The Board of Regents reconvened on April 22 after scrapping their last meeting due to a last-minute letter calling for a 4% salary increase for all employees at secondary and higher education institutions at the behest of Governor Michelle Lujan Grisham.

The Budget Leadership Team’s solution, approved in a 6-1 vote by the Regents, resulted in a 3.1% tuition increase for both undergraduate and graduate students. The plan resulted in a 3% increase in compensation for staff, which was below the state-mandated level. 

“Even with what we did — approve a 3.1% tuition increase — our students and our faculty were firmly supportive of that even knowing that it represents a continuing hardship for families that are trying to afford a college education,” Stokes said. She added that the University had to dip into reserves and cut department's budgets by 1.5% despite the tuition increase. 

Stokes said the University will ask for a supplemental appropriation from the New Mexico Legislature in the next session to give faculty and staff an additional 1% salary increase. 

The 3% salary increases, Stokes said, will begin effectively July 1, 2019. The salary increase will also affect employees making minimum wage — their wages will increase to $9 per hour, also effective July 1, according to Stokes’ presentation.

There is also a merit component to the raises. A Weekly Communiqué sent to all employees and students from the Office of the Provost on April 25 read, “faculty and staff with satisfactory performance reviews will receive a 3% raise in compensation by July 1.”

“If you get an unsatisfactory, then you’re not eligible for compensation,” Wood said at the town hall. “It’s a way to make sure we’re not rewarding people who are not doing their work.”

It's unclear if the President's office would also receive the salary increase. The Daily Lobo requested comment on the matter after Stokes' event and, as of the publication of this article, the President's office has yet to respond.  


Stokes said she recognizes the right for staff and faculty to unionize, but she reiterated the importance of information when it comes to unionizing. 

“If the faculty voted in favor (of unionizing) — we will absolutely and fully respect that decision,” Stokes said. 

However, with the University's hiring of labor firm Jackson Lewis, a labor firm accused of malpractice and illegal behavior, some union supporters see this as a hostile stance toward collective bargaining.

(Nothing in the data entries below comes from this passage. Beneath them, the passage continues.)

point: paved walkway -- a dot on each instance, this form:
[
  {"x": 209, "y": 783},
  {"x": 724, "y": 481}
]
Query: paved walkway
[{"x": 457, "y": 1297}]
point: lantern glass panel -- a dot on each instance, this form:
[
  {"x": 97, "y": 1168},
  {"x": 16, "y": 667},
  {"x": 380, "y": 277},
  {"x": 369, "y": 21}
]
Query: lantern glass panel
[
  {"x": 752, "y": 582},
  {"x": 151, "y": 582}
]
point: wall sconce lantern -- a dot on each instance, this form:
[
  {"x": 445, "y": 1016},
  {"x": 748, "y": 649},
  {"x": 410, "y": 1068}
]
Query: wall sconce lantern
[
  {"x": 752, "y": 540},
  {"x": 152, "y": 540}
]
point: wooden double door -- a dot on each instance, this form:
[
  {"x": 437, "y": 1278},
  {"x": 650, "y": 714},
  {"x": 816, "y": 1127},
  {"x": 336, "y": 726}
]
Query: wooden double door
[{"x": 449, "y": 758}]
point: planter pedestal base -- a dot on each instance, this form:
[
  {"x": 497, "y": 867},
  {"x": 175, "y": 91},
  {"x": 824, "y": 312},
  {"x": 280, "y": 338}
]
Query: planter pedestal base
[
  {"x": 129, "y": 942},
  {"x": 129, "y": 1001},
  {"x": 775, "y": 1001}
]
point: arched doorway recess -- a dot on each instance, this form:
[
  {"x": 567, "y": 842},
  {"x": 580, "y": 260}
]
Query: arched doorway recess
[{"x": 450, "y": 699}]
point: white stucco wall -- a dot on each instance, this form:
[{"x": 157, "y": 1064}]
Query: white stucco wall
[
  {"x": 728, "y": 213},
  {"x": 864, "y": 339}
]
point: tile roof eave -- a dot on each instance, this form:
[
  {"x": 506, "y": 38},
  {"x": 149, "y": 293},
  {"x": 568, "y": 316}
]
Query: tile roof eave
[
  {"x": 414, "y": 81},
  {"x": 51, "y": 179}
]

The Daily Lobo reported that the University’s cap with the labor firm is $60,000. 

Campus safety

Stokes said the University must collaborate with local authorities due to the location of campus to make a difference in crime. 

“We’re working closely with the city task force on auto theft — I admit we still have additional work to be done, but we are focused on this issue and continue to be focused on it,” Stokes said. 


Stokes said she wants to change the image of the campus. 

“We need to do something related to perceptions of our campus. We are often scrutinized and presumed to be engaged in bad behavior,” Stokes said.

Stokes said she wants to start a regular ethics training, detect and catch issues and have a new look at all levels. 

Stokes said she hopes this can be fully launched for the fall 2019 semester. 

On the issue of ethics, Stokes told the Daily Lobo in the fall of 2018 that she would address the questions about ethical leadership “a little bit later.” 


Jessamyn Lovell , a senior lecturer in the art department  said she wished the President would have elaborated more on the union aspect of the town hall such as divulging the cost of the contract between UNM and Jackson Lewis. 

Rosa Isela Cervantes , the director of El Centro de la Raza, said there was information in the town hall that she already knew. 

“I think it was important to review those things — I didn’t learn anything new,” Cervantes said. 

Cervantes said she would have liked to have seen more information relating to staff and enrollment for the 2019-2020 year. 

“I would have liked to have seen some ideas for this upcoming year and we did talk a little bit about that, but maybe even thinking about what she’s thinking about would be some priorities for next year,” Cervantes said.